Bugün toplanan (Pazar) kongresinde isim ve yönetim değişikliği gerçekleştirecek olan Yeşil Sol Parti, her ne kadar “her yerde aday çıkacağız” demiş olsa da yeni yönetimin stratejik bir tavır ile bu kararından vazgeçeceği beklentisi hâkim. Büyük şehirlerde alacağı kararın başkan seçimini doğrudan etkileyeceğinin bilincinde ve tek başına kalan CHP’nin kendisine daha rahat yaklaşacağı beklentisinde. Sağda yaşanacak çok aday nedeniyle CHP’nin kuracağı ittifaklar ile mevcut belediye başkanlıklarını teorik olarak arttırması olası. Ama her ittifak modelinin teorik hesaplara uyan sonuçları almadığını da daha yeni test ettik.

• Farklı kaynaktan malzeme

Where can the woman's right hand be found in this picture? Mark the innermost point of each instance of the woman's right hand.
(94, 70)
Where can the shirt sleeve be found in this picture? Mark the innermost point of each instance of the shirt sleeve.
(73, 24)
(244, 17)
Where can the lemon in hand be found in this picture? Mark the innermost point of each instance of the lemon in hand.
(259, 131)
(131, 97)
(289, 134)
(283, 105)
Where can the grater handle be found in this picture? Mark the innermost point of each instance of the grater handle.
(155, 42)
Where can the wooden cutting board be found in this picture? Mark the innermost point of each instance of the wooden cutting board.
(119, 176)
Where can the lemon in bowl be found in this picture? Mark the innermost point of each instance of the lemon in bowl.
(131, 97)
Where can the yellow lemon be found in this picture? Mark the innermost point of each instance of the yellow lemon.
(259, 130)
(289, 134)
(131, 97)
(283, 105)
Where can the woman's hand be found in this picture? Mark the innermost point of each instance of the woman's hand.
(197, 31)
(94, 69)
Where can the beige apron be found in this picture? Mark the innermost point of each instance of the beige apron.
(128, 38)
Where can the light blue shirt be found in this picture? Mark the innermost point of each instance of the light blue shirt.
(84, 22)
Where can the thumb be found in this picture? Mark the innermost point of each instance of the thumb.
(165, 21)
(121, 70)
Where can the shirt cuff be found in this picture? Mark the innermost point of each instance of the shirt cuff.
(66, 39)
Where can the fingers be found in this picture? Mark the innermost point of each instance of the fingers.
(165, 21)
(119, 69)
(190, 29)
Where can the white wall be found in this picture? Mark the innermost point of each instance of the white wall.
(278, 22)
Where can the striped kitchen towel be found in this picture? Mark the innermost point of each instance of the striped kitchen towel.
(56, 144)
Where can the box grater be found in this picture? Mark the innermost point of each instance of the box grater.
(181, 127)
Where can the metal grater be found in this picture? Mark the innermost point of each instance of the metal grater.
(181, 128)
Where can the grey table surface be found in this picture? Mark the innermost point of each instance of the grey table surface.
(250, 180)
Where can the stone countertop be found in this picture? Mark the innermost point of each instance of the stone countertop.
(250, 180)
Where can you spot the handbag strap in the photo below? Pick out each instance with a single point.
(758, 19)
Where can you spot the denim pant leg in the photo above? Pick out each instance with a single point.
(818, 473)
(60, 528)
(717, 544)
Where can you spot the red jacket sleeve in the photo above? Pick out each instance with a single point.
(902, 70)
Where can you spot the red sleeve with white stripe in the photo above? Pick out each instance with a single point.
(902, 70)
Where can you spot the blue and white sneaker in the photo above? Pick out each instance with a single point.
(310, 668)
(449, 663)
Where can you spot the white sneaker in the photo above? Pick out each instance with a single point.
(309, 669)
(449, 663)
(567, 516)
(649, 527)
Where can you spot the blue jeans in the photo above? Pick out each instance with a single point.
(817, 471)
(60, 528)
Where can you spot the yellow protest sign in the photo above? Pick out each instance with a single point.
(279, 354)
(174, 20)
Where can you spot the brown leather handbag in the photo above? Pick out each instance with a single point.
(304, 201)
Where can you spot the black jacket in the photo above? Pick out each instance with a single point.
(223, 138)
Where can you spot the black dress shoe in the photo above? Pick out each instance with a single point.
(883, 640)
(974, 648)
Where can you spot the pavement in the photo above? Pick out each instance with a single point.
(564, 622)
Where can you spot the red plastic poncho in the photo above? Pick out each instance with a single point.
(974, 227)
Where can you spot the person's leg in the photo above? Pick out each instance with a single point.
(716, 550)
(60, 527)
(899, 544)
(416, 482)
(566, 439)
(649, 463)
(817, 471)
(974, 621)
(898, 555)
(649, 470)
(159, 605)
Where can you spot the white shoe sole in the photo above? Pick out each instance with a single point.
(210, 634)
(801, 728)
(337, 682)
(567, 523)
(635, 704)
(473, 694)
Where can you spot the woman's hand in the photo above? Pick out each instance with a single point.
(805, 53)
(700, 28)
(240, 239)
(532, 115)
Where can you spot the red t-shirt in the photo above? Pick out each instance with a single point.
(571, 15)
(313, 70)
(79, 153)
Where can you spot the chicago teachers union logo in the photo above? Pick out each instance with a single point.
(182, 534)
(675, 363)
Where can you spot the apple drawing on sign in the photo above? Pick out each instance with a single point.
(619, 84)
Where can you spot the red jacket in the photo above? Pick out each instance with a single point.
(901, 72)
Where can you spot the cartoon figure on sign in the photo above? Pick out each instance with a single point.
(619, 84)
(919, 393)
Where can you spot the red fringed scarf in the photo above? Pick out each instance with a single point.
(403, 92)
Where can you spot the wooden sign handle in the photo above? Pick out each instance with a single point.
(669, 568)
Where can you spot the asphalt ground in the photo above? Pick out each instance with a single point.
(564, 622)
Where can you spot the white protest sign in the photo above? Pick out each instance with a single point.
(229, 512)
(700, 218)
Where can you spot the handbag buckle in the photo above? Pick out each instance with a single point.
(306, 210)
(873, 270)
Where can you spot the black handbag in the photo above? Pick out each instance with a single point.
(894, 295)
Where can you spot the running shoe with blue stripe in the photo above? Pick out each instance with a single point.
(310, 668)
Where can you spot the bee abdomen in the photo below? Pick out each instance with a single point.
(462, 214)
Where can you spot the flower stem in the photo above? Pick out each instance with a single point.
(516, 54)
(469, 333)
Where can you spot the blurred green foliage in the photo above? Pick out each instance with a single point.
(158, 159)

AKP’nin iktidar olma niteliği nedeniyle yerel seçimlerde çıtası hep düşük. Yerel seçimlerde en yüksek oy oranı yüzde 42’lerde. Oysa genel seçimlerde yüzde 49’u görmüşlüğü var. Hiçbir yerel seçimde genel seçim sonuçlarına yaklaşamamıştır. Son seçimdeki oyu yüzde 36. Bu demektir ki psikolojik sınır olan yüzde 30’un altında bir AKP görme olasılığımız var bu yerel seçimlerde. Ama burada dikkat edilmesi gereken mesele belediye meclisi seçimleri. 2019’da belediye başkanlıklarını kaybettiler ama cumhur ittifakının toplam oyu yüzde 52 idi. Ve şimdi MHP ile AKP adaylara yönelik çok rahat anlaşabilecekleri bir seçime hazırlanıyorlar.
İçine kapanan CHP ve kendine yol haritası ve kaptan belirlemeye çalışan Yeşil Sol dışında kalan muhalefetin pozisyonu da netleşiyor. SP ile gelecek ve Deva ile İyi Parti, Erdoğan’ın ve AKP’nin karşısında durdukları zaman AKP’den uzaklaşan seçmenin kendine gelmedikleri, AKP’nin yanındaki partilere gittikleri tespiti ile politik söylem ve eylem değişikliğine gidiyorlar. Bunu deneyecekler en azından. Ortaya çıkacak “Cumhur İttifakıyla yakınlaşıyorlar” iddialarına da bu süreçte muhatap da olacaklar. Bunu da yapacakları muhalefet ile kırmaya çalışacaklar. Olacak mı göreceğiz.